Use your self-help books to kindle a fire in the fireplace, curl up with a fat notebook (or a MacBook) and start writing the story of you. And when you run out of memories, ask your parents and grandparents —and anyone else connected — to sit around the campfire, metaphorically. (And do it now. When they, go, they take entire volumes of the story with them.) Illustrate it with snapshots and drawings and such. Really learn how to research. Keep a journal. For perspective take an extended trip to your homeplace. Or if you’re there now, go somewhere far away.
In the end, you’ll be smarter and wiser. And you’ll feel better. and have stronger defenses against charlatans. It’s not doctrines or superstitions or conspiracies or invisible forces that give our lives order and meaning, but the stories we tell about those lives. (Think of your favorite people, places, books and movies, and I’ll bet that the quality they have in common has something to do with the storyteller’s genius.)
If we really get ambitious, we find our stories intertwining with others to form a larger epic that will resonate forever. Or at least until our little red star self-destructs.
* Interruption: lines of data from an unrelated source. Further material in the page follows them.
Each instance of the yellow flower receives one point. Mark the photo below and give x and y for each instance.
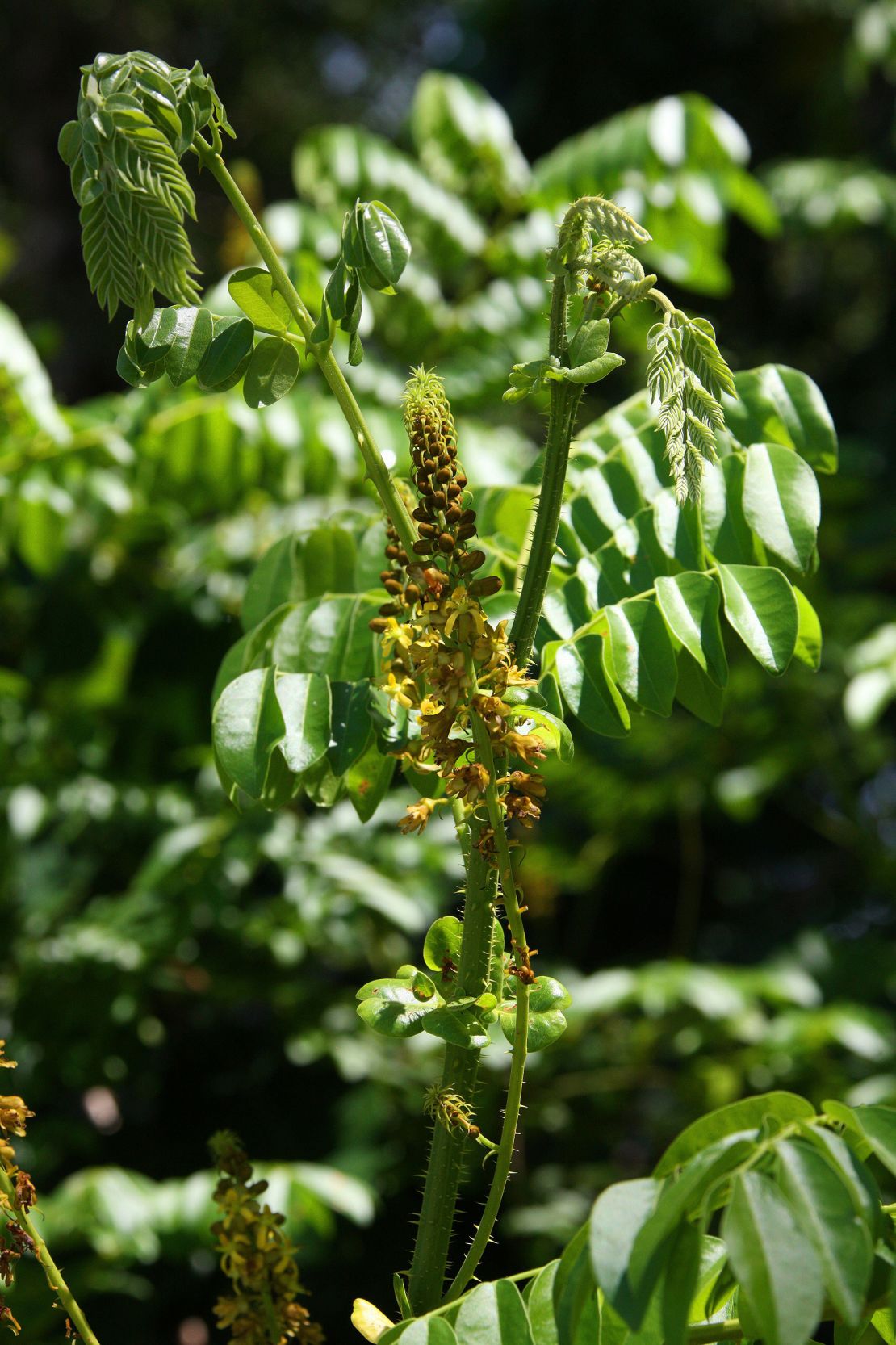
(367, 1320)
(462, 604)
(417, 815)
(14, 1115)
(404, 692)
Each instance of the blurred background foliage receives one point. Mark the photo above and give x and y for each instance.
(718, 902)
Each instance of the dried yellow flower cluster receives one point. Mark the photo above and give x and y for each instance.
(14, 1240)
(442, 658)
(257, 1258)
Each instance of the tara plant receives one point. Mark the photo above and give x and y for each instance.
(419, 639)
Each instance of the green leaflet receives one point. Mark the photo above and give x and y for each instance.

All the mistakes you made, all the dumb things you did, the loves lost, the business you didn’t get, the failed brakes, the busted heads, the bleeding tongues, burned fingers, the dissonance, the darkness, the leaps into the unknown, the suffering, the certainty of death: at the end of the day these are the flavors that made the good parts sweeter.
-End-
POSTSCRIPT: This first appeared in the December 1991 issue of Rough, once a monthly, now a sporadically published, magazine of the Dallas Society of Visual Communications, a non-profit outfit devoted to furthering graphic design and related communications arts. It started out a simple Christmas story, but then became what it is, a long meditation on larger themes and a memoir of a slice of my childhood in the farm towns of Northwestern Iowa. The story as is, is as close to my recollections as I could make it. That is, I didn’t embellish much at all, just compressed time and events and imagined others. The backstory of my Great-grandfather is from family lore and some old newspaper clippings, both of which may be of questionable accuracy.
I apologize for muddying these themes with a descent into didacticism at the end, and dated at that, but I was in a hurry to wrap and I had my audience in mind, mostly young-uns just starting out in our “industry,” or still in school. If I ever rewrite it, I’ll delete or soften a lot of that.
Since this was published, I’ve been back to Iowa on an assignment and had a little time to re-visit yet other places of my early days, including the famous bridges of Madison County and the blink of a town not far from Des Moines, Maxwell–named after my Great-grandfather’s brother-in -law and business partner in Baldwin & Maxwell.
There’s no trace of their once-thriving mercantile establishment, only the name of the town, the references in historical society archives, and the main residential street, which is Baldwin Avenue.